This guest post by Martha Gillis is a part of January’s Adoption Celebration at MomMostTraveled.com.
Martha Gillis remembers meeting her daughter for the first time in Nanchang, China:
August, 2003
Sure, I did the photo albums, filled in the blanks of the “Yes, You’re Adopted,” book and compiled the greatest how-we-got-you-from-China photo album replete with witty, bold-faced captions. But it kills me that I did not write something for her, or do something more that for a writer in lawyer’s clothing would have been suitable natural or appropriately assuaging the working mother guilt that perniciously rears its ugly head from day to day, a wicked Melrose Place character rising from the dead in his poorly excavated grave.
I wished I had a martini, I said in the company of my old spirits, sans the Guilt Godzilla, because she had yet to arrive. But minibars were non-existent in our cozy hotel in Nanchang, China, and besides, it occurred to me that the social worker, translator, welfare institute director and our child’s caregiver might not feel the love of my party-type vibe. So, I yearned for the 20-ounce bottle of local beer tactically procured while on an earlier one-mile/100 degree walk until its allure was tackled by a more imposing distraction.

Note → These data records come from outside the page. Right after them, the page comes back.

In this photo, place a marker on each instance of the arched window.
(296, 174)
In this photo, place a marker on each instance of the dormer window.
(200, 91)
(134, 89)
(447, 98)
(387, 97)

I took it over to my husband, a man content to sit tight in a happily nervous smiley state in the chair by the silent TV. I arose from the crossword puzzle that fell short of diverting my tornadic intensity, abandoned my extra dosage of dark chocolate, picked up the object of my new focus and held it above his twitching-leg.
“I know if I start to read this, we’ll get the knock on the door,” he uttered.
“Do me a favor,” I asked, uncharacteristically unwilling to accept no for an answer.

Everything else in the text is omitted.